We decided to give up on the wedding room. We didn’t want to go back in that room once we left. There was sentimental value since it was in the ceremony, but it was insured and could easily be replaced.
That all changed when we got back in the car to drive home.
Becca announced she knew it wasn’t me who wrestled her in the room the night before. She had spent some of the morning Googling the venue and trying to see if there was anything which could explain what happened to her.
She found a very old local newspaper article about something that happened at the venue in the 1890s. Supposedly, a woman who worked at the venue named Luann had a fling with a groom during his wedding weekend, but was spurned by the man after the wedding when he left with his wife.
The story was Luann tracked down the groom a year after his wedding and murdered him and then went back to the venue and murdered herself.
That was all Becca could find.
-
The first year of marriage went well. Becca and I are still very much in love and the whole incident is past us.
We spent our one-year anniversary not too far from our wedding venue, in wine country, and a quaint little inn.
Everything was good.

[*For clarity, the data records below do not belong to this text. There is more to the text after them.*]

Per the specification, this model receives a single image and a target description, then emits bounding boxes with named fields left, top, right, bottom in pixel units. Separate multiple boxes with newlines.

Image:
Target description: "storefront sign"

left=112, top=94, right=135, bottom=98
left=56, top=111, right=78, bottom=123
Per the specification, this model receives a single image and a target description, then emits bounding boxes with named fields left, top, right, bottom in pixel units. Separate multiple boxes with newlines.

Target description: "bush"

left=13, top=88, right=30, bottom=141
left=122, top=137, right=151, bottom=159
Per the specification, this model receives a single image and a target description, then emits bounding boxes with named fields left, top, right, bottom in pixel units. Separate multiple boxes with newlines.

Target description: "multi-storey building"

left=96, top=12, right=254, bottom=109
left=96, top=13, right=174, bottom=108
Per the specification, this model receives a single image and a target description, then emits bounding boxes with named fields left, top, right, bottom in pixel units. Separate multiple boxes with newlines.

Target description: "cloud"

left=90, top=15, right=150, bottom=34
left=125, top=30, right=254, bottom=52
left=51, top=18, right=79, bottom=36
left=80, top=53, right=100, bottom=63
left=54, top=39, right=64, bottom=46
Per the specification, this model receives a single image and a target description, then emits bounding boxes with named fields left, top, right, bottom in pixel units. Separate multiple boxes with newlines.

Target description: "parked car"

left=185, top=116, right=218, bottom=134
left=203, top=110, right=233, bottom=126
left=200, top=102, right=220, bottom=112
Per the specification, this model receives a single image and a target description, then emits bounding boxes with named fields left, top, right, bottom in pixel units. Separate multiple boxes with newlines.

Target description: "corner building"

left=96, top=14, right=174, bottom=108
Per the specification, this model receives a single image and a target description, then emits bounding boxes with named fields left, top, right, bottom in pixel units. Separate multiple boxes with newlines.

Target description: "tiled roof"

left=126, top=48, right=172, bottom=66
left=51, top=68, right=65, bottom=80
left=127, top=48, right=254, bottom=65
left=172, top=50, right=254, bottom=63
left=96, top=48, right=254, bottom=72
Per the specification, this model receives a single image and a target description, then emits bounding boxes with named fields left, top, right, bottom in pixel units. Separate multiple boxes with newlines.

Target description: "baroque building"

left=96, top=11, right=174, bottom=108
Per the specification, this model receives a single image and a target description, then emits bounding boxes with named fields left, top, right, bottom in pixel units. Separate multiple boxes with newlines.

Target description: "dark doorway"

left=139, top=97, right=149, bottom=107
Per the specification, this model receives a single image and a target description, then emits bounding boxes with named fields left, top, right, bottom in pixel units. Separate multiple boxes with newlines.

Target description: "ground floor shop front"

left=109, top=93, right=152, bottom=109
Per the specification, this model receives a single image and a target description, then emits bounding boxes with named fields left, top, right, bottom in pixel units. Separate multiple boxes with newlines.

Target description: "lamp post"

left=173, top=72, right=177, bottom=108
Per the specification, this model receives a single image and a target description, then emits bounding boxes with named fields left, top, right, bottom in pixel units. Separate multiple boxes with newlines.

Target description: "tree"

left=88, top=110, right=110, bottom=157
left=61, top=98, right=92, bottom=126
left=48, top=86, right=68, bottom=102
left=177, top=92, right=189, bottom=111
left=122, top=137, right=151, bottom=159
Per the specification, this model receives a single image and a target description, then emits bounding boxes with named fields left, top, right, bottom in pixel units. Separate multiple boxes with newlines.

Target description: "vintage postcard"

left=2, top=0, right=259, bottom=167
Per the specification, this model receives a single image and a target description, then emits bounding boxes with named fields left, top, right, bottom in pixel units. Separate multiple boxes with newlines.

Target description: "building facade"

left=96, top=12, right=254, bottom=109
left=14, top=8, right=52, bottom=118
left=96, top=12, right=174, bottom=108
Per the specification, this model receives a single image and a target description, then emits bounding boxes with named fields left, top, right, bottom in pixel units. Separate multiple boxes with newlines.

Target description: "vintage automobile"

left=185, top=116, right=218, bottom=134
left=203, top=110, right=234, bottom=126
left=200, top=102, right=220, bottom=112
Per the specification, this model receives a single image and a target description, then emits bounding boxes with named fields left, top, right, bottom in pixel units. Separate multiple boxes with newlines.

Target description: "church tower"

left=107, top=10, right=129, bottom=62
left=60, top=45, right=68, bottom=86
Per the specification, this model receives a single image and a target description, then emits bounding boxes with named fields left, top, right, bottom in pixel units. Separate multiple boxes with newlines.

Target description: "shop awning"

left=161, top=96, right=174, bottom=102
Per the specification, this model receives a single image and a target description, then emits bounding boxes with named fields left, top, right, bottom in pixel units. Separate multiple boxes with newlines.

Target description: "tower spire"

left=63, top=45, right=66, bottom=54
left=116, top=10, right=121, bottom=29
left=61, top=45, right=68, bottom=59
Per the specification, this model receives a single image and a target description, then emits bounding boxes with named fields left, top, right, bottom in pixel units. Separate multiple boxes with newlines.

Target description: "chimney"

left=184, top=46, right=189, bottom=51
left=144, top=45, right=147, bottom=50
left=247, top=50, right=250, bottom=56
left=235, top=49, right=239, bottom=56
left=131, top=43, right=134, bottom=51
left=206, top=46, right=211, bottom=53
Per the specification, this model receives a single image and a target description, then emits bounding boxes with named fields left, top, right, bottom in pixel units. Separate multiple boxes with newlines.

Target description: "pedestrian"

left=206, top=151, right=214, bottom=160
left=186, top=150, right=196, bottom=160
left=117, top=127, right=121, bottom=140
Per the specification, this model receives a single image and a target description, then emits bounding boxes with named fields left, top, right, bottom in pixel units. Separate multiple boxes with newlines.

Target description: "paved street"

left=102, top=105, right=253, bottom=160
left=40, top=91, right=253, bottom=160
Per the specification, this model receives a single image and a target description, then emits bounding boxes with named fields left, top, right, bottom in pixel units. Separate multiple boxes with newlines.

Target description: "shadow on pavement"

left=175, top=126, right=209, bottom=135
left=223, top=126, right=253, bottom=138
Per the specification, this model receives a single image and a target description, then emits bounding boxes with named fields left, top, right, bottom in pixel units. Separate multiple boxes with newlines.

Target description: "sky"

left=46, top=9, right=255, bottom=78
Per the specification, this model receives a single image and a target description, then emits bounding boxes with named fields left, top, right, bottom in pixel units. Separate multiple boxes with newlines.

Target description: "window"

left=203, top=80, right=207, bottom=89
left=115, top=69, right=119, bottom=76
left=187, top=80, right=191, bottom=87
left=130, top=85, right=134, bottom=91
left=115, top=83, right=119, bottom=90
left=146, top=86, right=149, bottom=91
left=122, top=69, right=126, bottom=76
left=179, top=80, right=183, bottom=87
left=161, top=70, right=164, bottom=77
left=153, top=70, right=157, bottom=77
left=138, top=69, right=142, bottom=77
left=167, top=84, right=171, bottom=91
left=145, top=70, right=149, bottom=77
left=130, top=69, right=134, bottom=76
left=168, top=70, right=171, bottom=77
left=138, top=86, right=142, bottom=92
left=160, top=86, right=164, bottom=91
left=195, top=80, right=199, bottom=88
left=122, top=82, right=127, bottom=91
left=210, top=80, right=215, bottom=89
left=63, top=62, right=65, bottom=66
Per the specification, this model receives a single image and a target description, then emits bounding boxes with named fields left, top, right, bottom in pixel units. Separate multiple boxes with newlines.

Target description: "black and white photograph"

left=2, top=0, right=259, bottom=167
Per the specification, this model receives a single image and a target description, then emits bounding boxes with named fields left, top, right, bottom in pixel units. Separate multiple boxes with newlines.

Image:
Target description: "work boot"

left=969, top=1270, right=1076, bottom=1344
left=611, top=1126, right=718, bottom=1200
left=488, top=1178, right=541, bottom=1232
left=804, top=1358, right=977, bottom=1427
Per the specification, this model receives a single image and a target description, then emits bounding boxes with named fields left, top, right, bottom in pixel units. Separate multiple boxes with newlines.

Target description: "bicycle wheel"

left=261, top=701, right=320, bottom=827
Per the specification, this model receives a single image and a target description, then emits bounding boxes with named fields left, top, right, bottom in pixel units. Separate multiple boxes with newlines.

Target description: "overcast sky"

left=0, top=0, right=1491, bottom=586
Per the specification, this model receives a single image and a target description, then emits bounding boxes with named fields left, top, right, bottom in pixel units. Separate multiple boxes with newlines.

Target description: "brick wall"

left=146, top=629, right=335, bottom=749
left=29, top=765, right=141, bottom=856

We were out to dinner and I was digging through the pocket of an old jacket when I was in the bathroom.
I found something which felt peculiar when I was in one of the side pockets.
I pulled out a round ball of what was clearly gray hair, wound together like a ball of yarn with something hard in the middle of it. I started to pull the ball apart, digging to get to what was in the middle.
I eventually revealed the item in the middle. I was unmistakable. It was Becca’s wedding ring.
I flushed the thing down the toilet.
-
It’s been a few months since I found the ring and got rid of it. Most things seem normal.
There’s just one thing.
Everyone once in a while I get that terrible smell of death of the old woman from the wedding venue in my nose.